El PIB por habitante de 2012 se queda en el 96% de la UE y la convergencia vuelve al nivel de 1998. El índice del bienestar familiar se aleja aún más del promedio europeo

Una mujer compra en un supermercado de Manzanares el Real (Madrid)

La convergencia con la Unión Europea, un objetivo que se dio por conquistado en la década pasada, no deja de alejarse desde que irrumpió la crisis financiera en 2008. La agencia europea de estadísticas, Eurostat, publicó este jueves la revisión de los datos de renta por habitante en 2012, el indicador más empleado para medir si la brecha económica se achica o se amplía. Una revisión que ha empeorado la posición relativa de España: si en junio Eurostat avanzó que el PIB per cápita español equivalía al 97% del media de la UE, ahora sitúa ese indicador en el 96%.

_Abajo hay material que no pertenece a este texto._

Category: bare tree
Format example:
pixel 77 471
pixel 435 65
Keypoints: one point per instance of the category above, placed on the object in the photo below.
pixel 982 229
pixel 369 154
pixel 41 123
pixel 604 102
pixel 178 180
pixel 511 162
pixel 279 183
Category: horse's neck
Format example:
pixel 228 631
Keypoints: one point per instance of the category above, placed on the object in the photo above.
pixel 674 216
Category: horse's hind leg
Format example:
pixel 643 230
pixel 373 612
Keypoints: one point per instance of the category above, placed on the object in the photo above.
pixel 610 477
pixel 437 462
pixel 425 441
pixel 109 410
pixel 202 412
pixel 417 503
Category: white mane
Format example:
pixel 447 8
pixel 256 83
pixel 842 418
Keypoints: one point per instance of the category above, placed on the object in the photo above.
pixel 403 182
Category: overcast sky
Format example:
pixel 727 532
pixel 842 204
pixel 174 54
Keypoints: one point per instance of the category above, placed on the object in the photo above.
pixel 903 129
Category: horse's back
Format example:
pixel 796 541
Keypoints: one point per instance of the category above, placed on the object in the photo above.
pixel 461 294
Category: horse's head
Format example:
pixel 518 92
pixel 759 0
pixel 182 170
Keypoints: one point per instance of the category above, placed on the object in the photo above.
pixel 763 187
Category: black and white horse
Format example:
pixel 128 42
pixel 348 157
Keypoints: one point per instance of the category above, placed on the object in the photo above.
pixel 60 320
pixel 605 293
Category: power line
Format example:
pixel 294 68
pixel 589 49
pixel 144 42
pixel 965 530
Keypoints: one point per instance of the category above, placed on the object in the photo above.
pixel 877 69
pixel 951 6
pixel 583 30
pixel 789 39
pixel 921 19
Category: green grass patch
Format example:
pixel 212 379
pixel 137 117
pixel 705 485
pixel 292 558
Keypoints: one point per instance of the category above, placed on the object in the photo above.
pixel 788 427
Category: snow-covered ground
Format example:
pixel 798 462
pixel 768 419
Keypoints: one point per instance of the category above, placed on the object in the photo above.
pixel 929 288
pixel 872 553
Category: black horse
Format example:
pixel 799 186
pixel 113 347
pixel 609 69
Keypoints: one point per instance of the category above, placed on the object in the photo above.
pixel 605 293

La marcha atrás de la economía española en este proceso de convergencia con la UE es ya de 14 años: la renta por habitante española, que también se quedó en ese 96% en 2011, no estaba tan lejos del promedio europeo desde 1998, justo en la antesala de la creación de la zona euro. La adopción de la moneda única contribuyó a abaratar de forma radical los costes de financiación de la economía española, que se acercó al resto de Europa a marchas forzadas. En 2002 el PIB per cápita español era ya mayor que el de la UE; en 2007, el efímero sorpasso (se superó la renta por habitante italiana) inflamó los ánimos del Gobierno socialista, que aventuró que Francia estaba al alcance. Pero entonces reventó la burbuja inmobiliaria, afloraron los desequilibrios acumulados por la economía española y el sueño de la convergencia se volatilizó.

Otros países de la zona euro, como Italia, Irlanda o Grecia, han sufrido retrocesos más intensos en ese proceso de convergencia, pero ninguno ha quitado tantas hojas al calendario como la economía española. Además, las previsiones de la Comisión Europea y del propio Gobierno español anticipan que lo más probable es que este año tampoco se recupere terreno. Se pronostica otra marcha atrás de la economía española (el PIB bajará un 1,3%), frente al estancamiento previsto para el conjunto de la UE en 2013. Solo el descenso de la población, otro efecto colateral de la crisis que ya empezó en 2012, matizará la divergencia económica (si la población cae, la renta por habitante es mayor). Si en junio próximo Eurostat confirma estas previsiones, España habrá perdido década y media antes de comenzar a recuperar terreno en 2014.

España y Portugal eran los dos países con menor renta por habitante entre los 11 países que crearon la zona euro en 1999, y ahí siguen. Entre los 17 integrantes que conforman ahora el área (Letonia se incorpora en 2014), España ocupa la décima posición —tras la revisión de los datos, el PIB per cápita español equivale el 88% de la media de la zona euro— y Portugal, la decimocuarta. Luxemburgo vuelve a ocupar el primer puesto, aunque aquí la cifra (duplica ampliamente la renta promedio en la UE), está inflada por los ingresos de personas que trabajan en el Gran Ducado, pero residen en algún país fronterizo.

Solo Grecia, Irlanda e Italia sufren retrocesos más intensos

Para hacer la comparación entre países, Eurostat elimina las diferencias de niveles de precio y calcula el PIB en paridad de poder de compra, de modo que un euro represente el mismo volumen de bienes y servicios en todos los países. Pero Eurostat va más allá de esta correción, que permite una comparación homogénea. La agencia, en línea con la OCDE, considera que el PIB per cápita es un buen indicador para reflejar “el nivel de actividad económica”, pero no el grado de bienestar de los habitantes de un país.

Para hacer una aproximación estadística al bienestar, Eurostat ha elaborado un nuevo indicador, que mide el consumo global de los hogares y presenta los datos también per cápita. Incluye aquí todos los bienes y servicios consumidos, ya los paguen las familias o los provean Gobiernos (educación y sanidad pública, por ejemplo) y organizaciones sin ánimo de lucro. En esta medida del bienestar, España está aún más lejos de la media europea (un 92% en 2012), y no ha dejado de caer. Eurostat no detalla hasta qué punto los recortes presupuestarios han podido incidir en esa merma de bienestar.